I’ve been told to move my desk at work and in today’s
serf-conomy that means someone drops some stickers with your name and desk number printed on them along with a bright orange plastic shipping box on wheels.
You’re to load your stuff
in that 2x2x3 crate and get on with it. There’s absolutely no accommodation
for your tenure or title or even age. In short order you find yourself down on
your hands and knees, under your desk unplugging plugs. Down on your hands and knees.
The semiotics of the
routine is dispiriting at best. After a dozen years at an agency you are moved
with all the dignity of a half dead ficus tree.

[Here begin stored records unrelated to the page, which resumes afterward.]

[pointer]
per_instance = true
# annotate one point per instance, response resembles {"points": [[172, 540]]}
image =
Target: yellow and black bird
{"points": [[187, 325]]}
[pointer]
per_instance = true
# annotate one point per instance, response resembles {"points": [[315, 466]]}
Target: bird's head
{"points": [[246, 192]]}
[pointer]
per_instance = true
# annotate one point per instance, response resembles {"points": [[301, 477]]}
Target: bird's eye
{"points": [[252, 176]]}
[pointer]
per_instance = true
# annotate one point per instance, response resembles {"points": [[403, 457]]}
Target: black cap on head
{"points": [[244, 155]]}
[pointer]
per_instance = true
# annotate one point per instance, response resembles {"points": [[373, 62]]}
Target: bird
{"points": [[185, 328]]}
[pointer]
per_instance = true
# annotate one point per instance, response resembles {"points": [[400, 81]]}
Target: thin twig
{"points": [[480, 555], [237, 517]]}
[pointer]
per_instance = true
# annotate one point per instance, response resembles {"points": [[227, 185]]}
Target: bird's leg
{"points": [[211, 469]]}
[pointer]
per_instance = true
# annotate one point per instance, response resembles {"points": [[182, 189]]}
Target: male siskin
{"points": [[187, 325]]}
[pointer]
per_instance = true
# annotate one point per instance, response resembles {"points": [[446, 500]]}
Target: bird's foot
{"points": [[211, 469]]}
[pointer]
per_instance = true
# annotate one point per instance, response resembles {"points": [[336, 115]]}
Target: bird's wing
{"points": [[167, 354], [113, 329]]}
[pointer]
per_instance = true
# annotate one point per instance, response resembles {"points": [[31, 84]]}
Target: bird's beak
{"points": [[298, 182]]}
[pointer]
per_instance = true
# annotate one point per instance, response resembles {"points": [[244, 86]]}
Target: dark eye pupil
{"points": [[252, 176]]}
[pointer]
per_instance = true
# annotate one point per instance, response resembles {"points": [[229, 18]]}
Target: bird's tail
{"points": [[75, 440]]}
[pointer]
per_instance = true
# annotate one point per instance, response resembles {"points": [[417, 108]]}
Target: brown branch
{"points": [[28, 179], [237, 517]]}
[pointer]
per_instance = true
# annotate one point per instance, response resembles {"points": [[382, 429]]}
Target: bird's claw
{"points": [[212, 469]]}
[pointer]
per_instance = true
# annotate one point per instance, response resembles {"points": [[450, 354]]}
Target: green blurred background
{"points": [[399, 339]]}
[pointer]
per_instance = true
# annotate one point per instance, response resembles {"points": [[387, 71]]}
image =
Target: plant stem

From one identical numbered desk to
another. You’re a take out burger at a quick-serve restaurant. Identifiable as
a #16. Extra cheese, no mayo. Or in my case, extra cheesy and burnt.
It’s the box part that
gets me because boxification is the modern way of agency people-management.
If you’re hired as a tech
writer for instance, you’ll go through your salmon run at your agency as a tech
writer. You’ll never get out of that tech writer box. It’s easier after all for
management to know they have a box filled than to concern themselves with someone
feeling challenged, stretched…fulfilled. To be blunt, it’s easier to treat
people as box fillers than as [eek] individuals. As my grandmother might have plaintived, "Why should I be happy?"
I have a lot of daughter-aged
friends in the business who talk to me, usually when they’re disconsolate and
on the cusp of looking for something new. They talk to me about the stifle-ness
they feel. They universally have the qualities any employer would give their
left arm for. They work hard. They’re bright. They are assertive. And they’re
driven. (It’s not just young people by the way; I’m merely using them as a
subterfuge in lieu of subtlety.)
Usually I tell them
about Agencies, the Ancient Greek sadist Procrustes, and his bed. Procrustes was a robber dwelling
somewhere in Attica who had an iron bed. If a victim was shorter than the bed,
Procrustes stretched him by hammering or racking the body to fit. If his victim was
longer than the bed, Procrustes cut off the victim’s legs to make his body fit
the bed’s length. The “bed of Procrustes,” or “Procrustean bed,” has become
proverbial for ruthlessly forcing someone or something to fit into an unnatural
scheme or pattern.
I’m packing my boxes.
Getting down on all fours. Waiting to be shoved someplace just as alpha-numerically
generic as the 11 or nine other work-stations I’ve be consigned to.